RPS6KA3, the target gene regulated by the greatest number of miRNA, has been indicated to be expressed in high levels in regions with high synaptic activity (37). Moreover, RPS6KA3 has been suggested to be associated with Coffin-Lowry syndrome, which causes severe mental problems sometimes associated with abnormalities of growth, cardiac abnormalities, kyphoscoliosis, as well as auditory and visual abnormalities (38). Molecular evidence from previous studies has revealed that RPS6KA3 may regulate neurotransmitter release by activating phospholipase D production of lipids required for exocytosis and that RPS6KA3 may also function as a proto-oncogene in multiple types of cancer targeted by corresponding miRNA (39,40).

Mutations in either tuberous sclerosis (TSC)1 or TSC2 suppressor genes are able to provoke tuberous sclerosis complex, which is an autosomal dominant disorder promoting the development of benign tumors in multiple organ systems, including the skin, brain, and kidneys, via increasing mammalian target of rapamycin (mTOR) activity (41,42). TSC1 also has a role in arterial remodeling events by affecting the inflammatory and the growth-promoting response of angiotensin II (43). Insulin-like growth factor 1 (IGF1) expression has been indicated in the vasculature and lower IGF1 expression levels increased the risk of cardiovascular and abdominal aortic aneurysm in a previous study (44). Histological analysis in a swine aneurysm model has demonstrated that IGF1 is upregulated (4-fold) in thrombus organization (45).

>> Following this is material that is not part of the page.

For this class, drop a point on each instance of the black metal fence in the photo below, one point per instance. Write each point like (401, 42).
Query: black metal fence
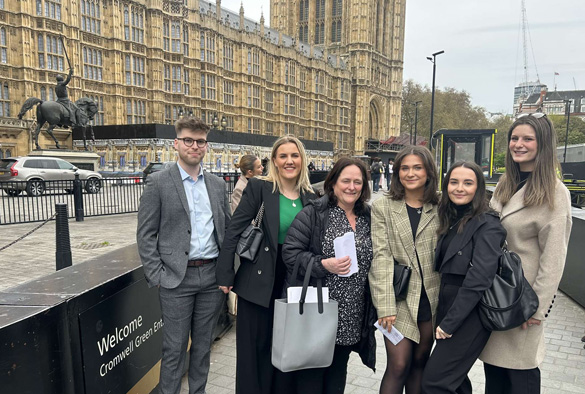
(23, 202)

With regards to the pathways that the identified target genes were involved in, focal adhesion was the most significant pathway revealed in KEGG analysis. This finding was consistent with a previous study by Shi et al (8), in which Illumina microarray analysis was performed on human the aneurysm wall of IAs. Based on the fact that IAs arise from progressive wall degeneration and remodeling in brain artery walls, focal adhesion may be involved in the pathogenesis of IA.

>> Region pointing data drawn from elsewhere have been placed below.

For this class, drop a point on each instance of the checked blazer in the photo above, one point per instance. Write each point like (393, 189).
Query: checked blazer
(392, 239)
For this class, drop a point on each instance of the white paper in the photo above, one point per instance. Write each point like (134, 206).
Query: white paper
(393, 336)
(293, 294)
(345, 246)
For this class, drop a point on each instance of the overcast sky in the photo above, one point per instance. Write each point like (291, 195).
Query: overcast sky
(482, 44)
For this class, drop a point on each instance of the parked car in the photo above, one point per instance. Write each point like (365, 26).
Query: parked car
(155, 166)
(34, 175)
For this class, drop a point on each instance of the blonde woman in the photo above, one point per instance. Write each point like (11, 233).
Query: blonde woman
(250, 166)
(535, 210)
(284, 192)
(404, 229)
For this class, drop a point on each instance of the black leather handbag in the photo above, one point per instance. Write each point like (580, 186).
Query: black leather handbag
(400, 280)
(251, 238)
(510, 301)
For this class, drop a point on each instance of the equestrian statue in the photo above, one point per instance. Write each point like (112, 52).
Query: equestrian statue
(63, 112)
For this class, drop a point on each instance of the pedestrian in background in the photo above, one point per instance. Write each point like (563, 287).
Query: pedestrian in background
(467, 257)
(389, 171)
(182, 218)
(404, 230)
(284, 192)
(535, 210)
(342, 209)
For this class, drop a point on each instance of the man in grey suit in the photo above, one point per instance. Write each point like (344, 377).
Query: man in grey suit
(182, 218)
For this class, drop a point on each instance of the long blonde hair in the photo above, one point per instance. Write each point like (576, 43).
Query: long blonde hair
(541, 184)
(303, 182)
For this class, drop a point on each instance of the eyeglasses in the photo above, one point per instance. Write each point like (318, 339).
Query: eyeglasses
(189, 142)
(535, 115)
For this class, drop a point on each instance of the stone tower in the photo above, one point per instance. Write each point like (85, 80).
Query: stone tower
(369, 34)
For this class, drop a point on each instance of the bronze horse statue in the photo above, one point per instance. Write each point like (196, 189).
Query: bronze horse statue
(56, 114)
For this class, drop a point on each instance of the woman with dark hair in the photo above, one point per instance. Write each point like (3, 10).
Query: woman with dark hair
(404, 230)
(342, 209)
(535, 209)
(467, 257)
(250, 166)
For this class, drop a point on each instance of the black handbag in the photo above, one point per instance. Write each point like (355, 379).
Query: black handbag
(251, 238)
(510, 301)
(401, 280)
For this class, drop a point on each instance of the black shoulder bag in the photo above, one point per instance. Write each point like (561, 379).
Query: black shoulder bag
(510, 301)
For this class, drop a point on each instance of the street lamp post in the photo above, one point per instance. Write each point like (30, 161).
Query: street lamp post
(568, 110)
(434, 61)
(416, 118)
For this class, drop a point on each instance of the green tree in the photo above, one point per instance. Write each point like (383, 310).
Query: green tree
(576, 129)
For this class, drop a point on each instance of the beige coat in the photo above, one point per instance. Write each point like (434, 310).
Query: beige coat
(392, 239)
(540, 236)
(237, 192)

In conclusion, the present study identified 15 differentially expressed miRNA and 1,447 differentially expressed mRNA between IAs and normal tissues and constructed a regulatory network including 770 miRNA-target gene pairs with inversely correlated expression levels. In this network, several miRNA and genes that may possess key roles in IAs were discovered, such as miRNA hsa-let-7f, hsa-let-7d and hsa-miR-7, and genes, including RPS6KA3, TSC1 and IGF1. The biological pathway of focal adhesion may be involved in the pathogenesis of IA. The findings in the present study may contribute to future investigations aimed at elucidating the mechanisms of IAs.